In Bahrain, Protests Continue
GUY RAZ, host:
The revolutionary fervor continues in Bahrain, the fourth week of protests in the Gulf Arab state.
NPR's Frank Langfitt is in the capital, Manama. And, Frank, any signs that the protests are winding down?
FRANK LANGFITT: No, they really aren't. I mean, people have been coming out every day on this. They've been going to different places. There was a human chain yesterday near one of the big mosques here in town. They went to the prime minister's today and asked him to step down.
People here are still very angry. You know, police killed seven in a crackdown last month, and most of the protesters don't want to talk to the government.
Now, there are some opposition leaders who are more open to compromise, but on the street, most of the people there are young, and they don't seem to be bending.
RAZ: Frank, what are the folks you're talking to, what are they saying they want changed? I mean, what are their basic demands?
LANGFITT: Well, a lot of different things. And also, they're not unified. Some want the royal family, which has been running this island for more than two centuries, to step down and maybe even leave. That seems highly unlikely because, by and large, they pretty much own the place.
Others want the prime minister to step down, as I mentioned, and the government to fall. You know, also, unlike Egypt, there's a sectarian angle here. The protesters and the country's majority are Shia Muslims. The government is Sunni.
And Shia feel like they're really second-class citizens here. They say they've been discriminated against for jobs. They get bad housing. They're quite bitter about it. It's been going on for quite some time. What they really say they want is equal rights.
RAZ: And, of course, the United States is worried about this, as is Saudi Arabia.
LANGFITT: You know, absolutely.

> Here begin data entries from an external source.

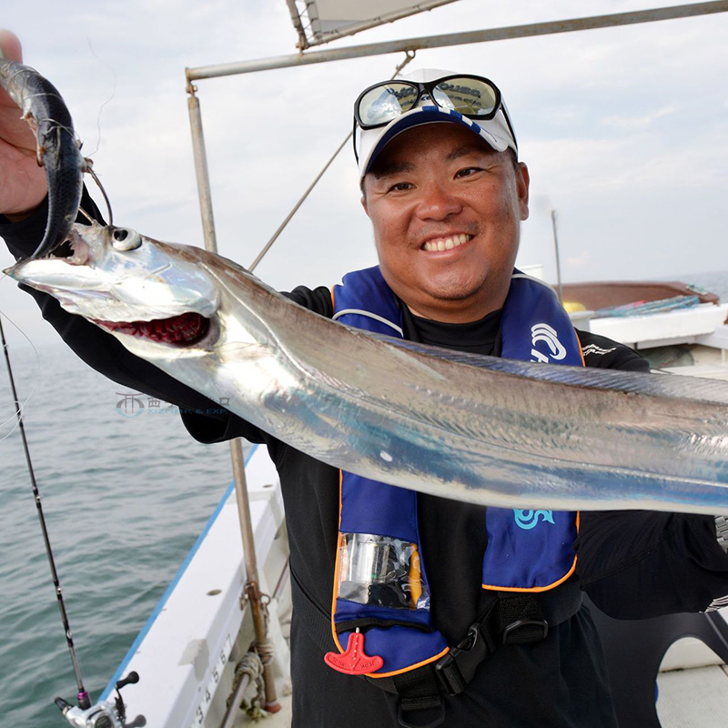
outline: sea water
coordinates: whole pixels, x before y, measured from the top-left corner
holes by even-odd
[[[96,700],[229,484],[229,448],[196,442],[167,403],[111,382],[63,344],[10,356],[21,402],[32,392],[31,458]],[[53,701],[75,704],[76,682],[4,358],[0,423],[0,725],[67,725]]]
[[[672,279],[728,300],[728,273]],[[229,450],[197,443],[166,402],[131,397],[62,344],[10,354],[20,400],[32,392],[31,457],[96,699],[229,484]],[[54,728],[67,723],[53,700],[75,703],[76,683],[4,359],[0,423],[0,725]]]

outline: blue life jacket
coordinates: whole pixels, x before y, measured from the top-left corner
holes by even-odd
[[[337,320],[403,338],[402,314],[379,267],[347,274],[332,289]],[[571,322],[547,285],[515,270],[501,322],[501,356],[583,366]],[[417,526],[417,492],[341,471],[332,631],[340,652],[366,630],[366,652],[391,677],[433,662],[449,647],[431,621]],[[579,514],[486,510],[483,589],[538,592],[574,571]]]

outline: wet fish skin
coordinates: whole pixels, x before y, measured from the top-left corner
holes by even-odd
[[[728,383],[460,354],[372,336],[196,248],[75,226],[72,258],[8,272],[104,321],[196,312],[132,353],[317,460],[505,508],[728,512]],[[137,236],[134,238],[134,236]],[[134,247],[136,246],[136,247]]]
[[[48,182],[48,217],[43,239],[31,256],[47,255],[71,231],[83,194],[86,162],[60,93],[35,68],[0,57],[0,86],[20,106],[35,133],[38,164]]]

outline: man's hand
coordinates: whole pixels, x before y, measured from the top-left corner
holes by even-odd
[[[23,60],[20,41],[10,31],[0,30],[0,48],[5,59]],[[37,163],[35,136],[20,114],[0,87],[0,214],[11,222],[28,217],[48,191],[46,172]]]

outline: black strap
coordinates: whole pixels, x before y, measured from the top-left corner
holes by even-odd
[[[306,592],[291,570],[291,586],[301,622],[325,652],[335,649],[329,615]],[[529,644],[544,639],[549,627],[579,612],[579,582],[563,584],[539,594],[496,592],[488,611],[470,625],[457,646],[433,664],[389,678],[365,678],[378,688],[399,696],[399,723],[404,728],[436,728],[445,718],[441,693],[458,695],[472,680],[479,665],[500,644]],[[416,719],[415,717],[416,716]]]

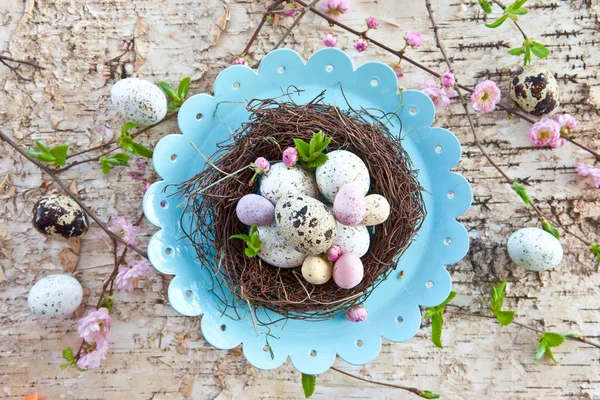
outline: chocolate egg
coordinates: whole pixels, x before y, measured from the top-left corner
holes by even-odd
[[[542,67],[519,68],[510,82],[510,97],[525,112],[538,117],[553,115],[560,106],[558,83]]]
[[[59,194],[35,203],[32,223],[38,232],[53,239],[79,239],[89,228],[87,215],[79,204]]]

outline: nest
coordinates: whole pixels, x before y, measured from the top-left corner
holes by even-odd
[[[202,267],[213,276],[212,293],[222,312],[229,312],[230,317],[228,308],[242,317],[241,305],[251,306],[251,312],[263,307],[281,314],[280,318],[318,320],[345,312],[365,301],[395,269],[424,219],[417,173],[400,138],[383,124],[391,119],[398,122],[398,117],[375,117],[374,111],[364,109],[344,111],[322,100],[323,93],[306,105],[252,100],[247,105],[249,122],[218,144],[202,172],[178,185],[177,195],[185,199],[183,229]],[[312,285],[300,268],[277,268],[258,257],[248,258],[243,241],[229,239],[248,230],[236,217],[238,200],[258,190],[257,183],[248,185],[253,171],[247,166],[259,156],[279,161],[282,150],[293,146],[293,138],[309,141],[317,131],[333,138],[328,152],[346,149],[360,157],[371,176],[369,193],[382,195],[391,205],[388,220],[369,228],[371,246],[361,258],[364,279],[349,290],[338,287],[333,279]]]

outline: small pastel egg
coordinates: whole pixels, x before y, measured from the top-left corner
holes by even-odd
[[[337,235],[333,244],[337,244],[342,248],[342,254],[352,253],[358,257],[367,254],[371,245],[371,236],[366,226],[347,226],[338,222],[337,228]]]
[[[302,263],[302,276],[313,285],[322,285],[331,279],[333,264],[322,256],[308,256]]]
[[[262,196],[247,194],[235,208],[238,219],[245,225],[266,226],[275,221],[275,206]]]
[[[40,279],[29,290],[27,304],[42,319],[72,314],[83,299],[83,289],[71,275],[57,274]]]
[[[285,242],[285,238],[277,225],[259,226],[258,237],[260,238],[260,252],[258,258],[274,267],[294,268],[302,265],[306,254],[296,251]]]
[[[365,196],[356,183],[341,187],[333,202],[333,215],[344,225],[358,225],[365,217]]]
[[[545,271],[560,264],[563,248],[558,239],[539,228],[522,228],[508,238],[508,254],[519,266]]]
[[[331,151],[327,157],[327,162],[315,171],[319,190],[327,200],[333,203],[338,191],[348,183],[356,183],[363,196],[367,194],[371,178],[363,160],[347,150]]]
[[[364,276],[365,270],[360,257],[352,253],[342,254],[333,265],[333,280],[342,289],[352,289]]]
[[[79,239],[89,228],[87,215],[79,204],[59,194],[35,203],[31,222],[38,232],[53,239]]]
[[[267,175],[261,178],[260,194],[271,203],[277,204],[280,198],[295,195],[316,199],[319,197],[319,188],[314,176],[304,168],[276,163],[271,165]]]
[[[127,121],[152,125],[167,114],[167,97],[154,83],[138,79],[121,79],[110,89],[110,100]]]
[[[379,194],[365,197],[365,217],[361,225],[374,226],[384,223],[390,216],[390,203]]]

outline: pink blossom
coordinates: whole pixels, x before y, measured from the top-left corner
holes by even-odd
[[[321,10],[337,18],[339,15],[348,12],[349,3],[348,0],[324,0],[320,5]]]
[[[137,234],[140,232],[140,228],[134,226],[124,217],[111,219],[108,230],[119,236],[130,246],[135,246],[137,244]]]
[[[296,161],[298,160],[298,150],[293,147],[288,147],[283,151],[282,161],[288,167],[293,167],[296,165]]]
[[[595,188],[600,187],[600,168],[590,164],[577,163],[577,175],[589,177],[590,186]]]
[[[342,247],[334,244],[327,250],[327,259],[331,262],[336,262],[342,256]]]
[[[333,33],[323,35],[323,44],[327,47],[334,47],[337,44],[337,36]]]
[[[486,80],[475,86],[475,90],[471,93],[471,103],[475,111],[488,113],[494,111],[500,97],[500,89],[496,82]]]
[[[233,65],[248,65],[248,61],[244,57],[238,57],[233,62]]]
[[[86,344],[83,347],[82,354],[77,360],[77,366],[81,369],[99,368],[100,363],[106,360],[108,354],[108,340],[102,339],[93,344]]]
[[[93,309],[77,322],[77,333],[86,342],[96,343],[108,337],[111,323],[106,307]]]
[[[115,287],[128,293],[133,293],[140,279],[152,272],[148,260],[135,260],[129,265],[121,265],[115,278]]]
[[[442,86],[447,87],[447,88],[451,88],[454,87],[454,83],[456,82],[456,79],[454,79],[454,75],[452,74],[452,72],[444,72],[444,75],[442,75],[442,78],[440,79],[442,81]]]
[[[369,29],[377,29],[379,26],[379,20],[375,17],[369,17],[367,18],[367,26]]]
[[[421,47],[423,46],[423,43],[425,43],[423,36],[417,31],[406,32],[404,34],[404,40],[410,47]]]
[[[565,144],[565,140],[560,137],[560,125],[548,117],[543,117],[531,125],[527,136],[531,144],[536,147],[556,148]]]
[[[352,307],[346,311],[346,319],[350,322],[363,322],[367,319],[367,309],[364,307]]]
[[[362,53],[363,51],[365,51],[367,49],[367,47],[369,47],[369,43],[367,43],[367,41],[363,38],[360,38],[356,42],[354,42],[354,48],[359,53]]]

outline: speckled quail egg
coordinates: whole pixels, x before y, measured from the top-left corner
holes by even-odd
[[[563,248],[557,238],[539,228],[522,228],[508,238],[508,254],[519,266],[545,271],[560,264]]]
[[[59,194],[40,199],[32,214],[35,229],[53,239],[79,239],[89,227],[87,215],[75,200]]]
[[[46,276],[33,285],[27,297],[29,309],[42,319],[72,314],[83,299],[83,289],[70,275]]]
[[[267,175],[261,178],[260,194],[271,203],[277,204],[281,197],[287,196],[303,195],[317,198],[319,188],[315,177],[304,168],[276,163],[271,165]]]
[[[337,234],[329,208],[311,197],[282,197],[275,206],[275,221],[286,243],[308,255],[326,252]]]
[[[319,190],[333,203],[342,186],[355,183],[362,189],[363,196],[369,191],[371,178],[367,166],[356,154],[347,150],[327,153],[329,159],[317,167],[316,178]]]
[[[294,268],[302,265],[306,254],[296,251],[286,244],[276,224],[258,227],[260,252],[258,257],[266,263],[280,268]]]
[[[152,125],[167,114],[167,97],[154,83],[138,79],[121,79],[110,89],[110,100],[127,121]]]
[[[554,75],[534,65],[517,70],[510,82],[510,97],[525,112],[538,117],[553,115],[560,106]]]

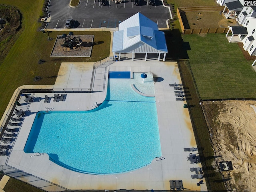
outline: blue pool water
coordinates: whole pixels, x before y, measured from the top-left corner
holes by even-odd
[[[24,151],[47,153],[64,167],[113,174],[145,166],[161,156],[153,77],[109,79],[105,100],[88,111],[39,112]]]

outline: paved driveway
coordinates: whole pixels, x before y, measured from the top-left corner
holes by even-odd
[[[157,23],[158,28],[166,28],[166,21],[171,18],[169,8],[160,0],[155,0],[154,6],[149,5],[149,0],[140,0],[138,6],[132,0],[118,4],[112,0],[107,0],[104,6],[98,0],[81,0],[78,6],[72,8],[70,0],[51,0],[48,8],[51,19],[47,28],[64,28],[66,20],[70,18],[75,21],[73,28],[115,28],[138,12]]]

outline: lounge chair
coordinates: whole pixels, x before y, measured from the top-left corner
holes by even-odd
[[[64,94],[64,95],[63,96],[63,99],[62,99],[62,101],[66,101],[66,97],[67,97],[67,94]]]
[[[19,123],[12,123],[9,121],[8,122],[8,124],[11,126],[18,126],[19,124]]]
[[[6,138],[6,137],[2,137],[1,140],[3,141],[12,141],[13,140],[13,138],[11,137],[9,138]]]
[[[175,82],[173,84],[169,84],[169,86],[170,87],[175,87],[175,86],[176,86],[176,85],[177,85],[177,84],[176,84],[176,82]]]
[[[54,98],[53,99],[53,101],[57,101],[57,99],[58,98],[58,96],[57,94],[54,94]]]
[[[64,94],[62,94],[60,95],[60,101],[62,101],[63,100],[63,96],[64,96]]]
[[[183,92],[182,90],[175,90],[174,93],[182,93]]]
[[[44,96],[45,97],[45,98],[44,98],[44,102],[47,103],[48,102],[48,96],[47,95],[45,95]]]
[[[182,89],[182,86],[178,86],[176,87],[174,87],[174,90],[179,90],[180,89]]]
[[[22,121],[23,120],[23,118],[14,118],[12,117],[11,117],[10,119],[12,121],[15,121],[15,122],[17,122],[17,121]]]
[[[203,178],[203,176],[202,174],[191,175],[191,178],[192,179],[202,179]]]
[[[0,156],[5,156],[6,155],[6,151],[2,151],[0,152]]]
[[[8,132],[10,132],[11,133],[14,133],[15,132],[18,132],[19,131],[19,128],[15,129],[9,129],[9,128],[6,128],[5,130]]]
[[[10,146],[10,145],[0,145],[0,149],[8,149]]]
[[[178,94],[175,94],[175,96],[176,97],[180,97],[183,96],[183,94],[182,93],[179,93]]]
[[[183,97],[176,98],[176,101],[183,101],[184,100],[184,98]]]
[[[3,135],[7,137],[12,137],[16,136],[16,135],[15,133],[7,133],[5,132],[3,134]]]

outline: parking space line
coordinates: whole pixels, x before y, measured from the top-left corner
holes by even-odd
[[[83,25],[82,26],[82,28],[83,28],[84,27],[84,21],[85,21],[85,19],[84,20],[84,22],[83,23]]]
[[[56,26],[55,26],[55,29],[57,28],[57,26],[58,25],[58,24],[59,23],[59,21],[60,21],[60,20],[59,19],[58,20],[58,22],[57,22],[57,24],[56,25]]]
[[[93,19],[92,19],[92,24],[91,24],[91,28],[92,28],[92,22],[93,22]]]

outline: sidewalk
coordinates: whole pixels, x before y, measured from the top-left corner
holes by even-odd
[[[10,179],[10,177],[5,175],[2,178],[1,181],[0,181],[0,192],[4,192],[3,189],[4,189],[5,185],[7,183],[9,179]]]

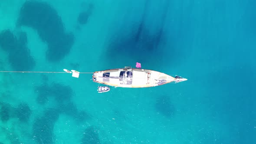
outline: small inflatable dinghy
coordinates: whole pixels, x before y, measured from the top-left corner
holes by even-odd
[[[98,92],[102,93],[108,92],[110,90],[110,88],[107,86],[99,86],[98,87]]]

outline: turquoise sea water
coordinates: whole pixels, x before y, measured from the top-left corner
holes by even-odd
[[[1,72],[0,144],[256,143],[255,5],[1,0],[0,71],[140,62],[188,80],[99,94],[91,74]]]

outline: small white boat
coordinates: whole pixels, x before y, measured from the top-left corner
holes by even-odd
[[[66,72],[67,72],[67,73],[72,73],[72,72],[70,72],[70,71],[69,71],[66,69],[63,69],[63,70],[65,71]]]
[[[107,86],[99,86],[98,87],[98,92],[102,93],[108,92],[110,90],[110,88]]]

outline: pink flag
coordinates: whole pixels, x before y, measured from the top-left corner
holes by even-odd
[[[136,62],[136,67],[137,68],[141,68],[141,65],[140,63]]]

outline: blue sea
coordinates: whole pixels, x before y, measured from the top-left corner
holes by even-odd
[[[97,92],[0,72],[0,144],[256,144],[256,1],[0,1],[0,71],[135,67],[188,79]]]

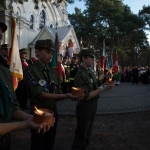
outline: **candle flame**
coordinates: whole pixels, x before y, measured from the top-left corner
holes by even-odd
[[[76,87],[72,87],[74,90],[78,90],[78,88],[76,88]]]
[[[40,115],[43,115],[43,114],[44,114],[44,111],[37,109],[37,107],[34,107],[34,108],[36,109],[36,111],[37,111]]]

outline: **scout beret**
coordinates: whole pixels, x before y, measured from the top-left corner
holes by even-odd
[[[38,40],[35,43],[35,49],[47,49],[54,51],[54,44],[50,39]]]
[[[79,55],[80,55],[80,57],[82,57],[82,56],[93,56],[93,57],[95,57],[94,50],[89,49],[89,48],[82,49]]]
[[[8,44],[2,44],[1,45],[1,49],[8,50],[9,49],[9,45]]]
[[[0,22],[0,28],[2,29],[2,33],[7,30],[7,25],[3,22]]]
[[[27,48],[22,48],[19,50],[19,53],[28,53],[28,49]]]

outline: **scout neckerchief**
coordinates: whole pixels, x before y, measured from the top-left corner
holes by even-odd
[[[54,87],[51,85],[49,70],[47,68],[44,68],[43,73],[44,79],[46,80],[46,88],[48,90],[47,92],[54,93]]]
[[[10,95],[7,87],[3,83],[2,79],[0,78],[0,115],[3,114],[3,107],[6,116],[10,115]]]

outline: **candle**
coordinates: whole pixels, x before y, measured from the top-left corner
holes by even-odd
[[[35,107],[35,110],[33,113],[33,121],[37,124],[41,124],[44,122],[47,124],[52,124],[53,116],[54,116],[54,112],[52,110],[45,109],[45,108],[37,109]]]
[[[71,88],[71,94],[74,96],[82,97],[84,95],[84,89],[78,88],[78,87],[72,87]]]

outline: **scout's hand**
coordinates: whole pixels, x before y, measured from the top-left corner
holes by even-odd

I mean, Bahrain is a very close U.S. ally. It's home to the Navy's Fifth Fleet. Next door is Saudi Arabia. It's the biggest oil exporter in the world.
And the Saudis are really concerned about these protests. You know, we've seen leaders toppled in North Africa, but nothing yet in the Middle East. And on Friday, we saw for the first time protests in Riyadh. And there's a call for a day of rage on Friday.
Now, most observers don't expect to see that kind of instability in Saudi Arabia that we've seen elsewhere, you know, in North Africa. But if it comes, it could have really global implications. Oil prices could get very, very high, and of course, some of the economies are not fully recovered from the financial crisis.
So unlike the situation in North Africa, you know, when Hosni Mubarak fell in Egypt, they didn't feel it in Ohio, but if something really happens in Saudi Arabia, they probably would.
RAZ: That's NPR's Frank Langfitt in Bahrain's capital, Manama.